Instant color film didn’t come about until the 1960s, but long before that, crafty photographers found ways to inject a few more hues into their images.
One of these early techniques was called the Photochrom process, invented by Swiss lithographer Hans Jakob Schmid as a way to mass-produce color images from black-and-white negatives. The first images created using Photochrom were presented at the 1889 World’s Fair in Paris. Popular in the U.S. and Europe from the mid-1890s up to 1914, Photochrom postcards were often sold at resorts and hotels.
Around the same time, the German Empire, at that time ruled by Kaiser Wilhelm II, was experiencing a boon in travel.
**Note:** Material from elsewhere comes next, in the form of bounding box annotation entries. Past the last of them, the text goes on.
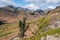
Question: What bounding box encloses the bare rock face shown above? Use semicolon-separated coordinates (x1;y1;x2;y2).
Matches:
41;35;60;40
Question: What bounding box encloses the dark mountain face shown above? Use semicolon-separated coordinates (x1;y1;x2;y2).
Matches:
35;9;44;13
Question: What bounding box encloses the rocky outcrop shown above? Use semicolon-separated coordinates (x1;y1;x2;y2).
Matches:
41;35;60;40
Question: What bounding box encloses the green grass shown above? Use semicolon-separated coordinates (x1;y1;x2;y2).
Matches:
0;23;18;37
0;32;12;37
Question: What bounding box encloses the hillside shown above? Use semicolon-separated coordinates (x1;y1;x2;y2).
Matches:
0;6;60;40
In addition to the standard modes such as trains, trams, and steamers, driving and flying were in their nascent stages, and many average citizens could afford to travel for pleasure, purchasing postcards to remember their trip.
A new book of early color photography of German destinations, Germany Around 1900: A Portrait in Colour, shows what turn-of-the-century tourists would have seen as they went about their travels. The book's 800 rose-tinted images provide an unusual look back at the vacations of yore through photographs and postcards produced around 1900. They provide a peaceful, nostalgic look back at the countryside before World War I and the fall of the German Empire—and a time when it was socially acceptable to wear suits to the beach.
Germany around 1900: A Portrait in Colour will be available from TASCHEN ($200) in December.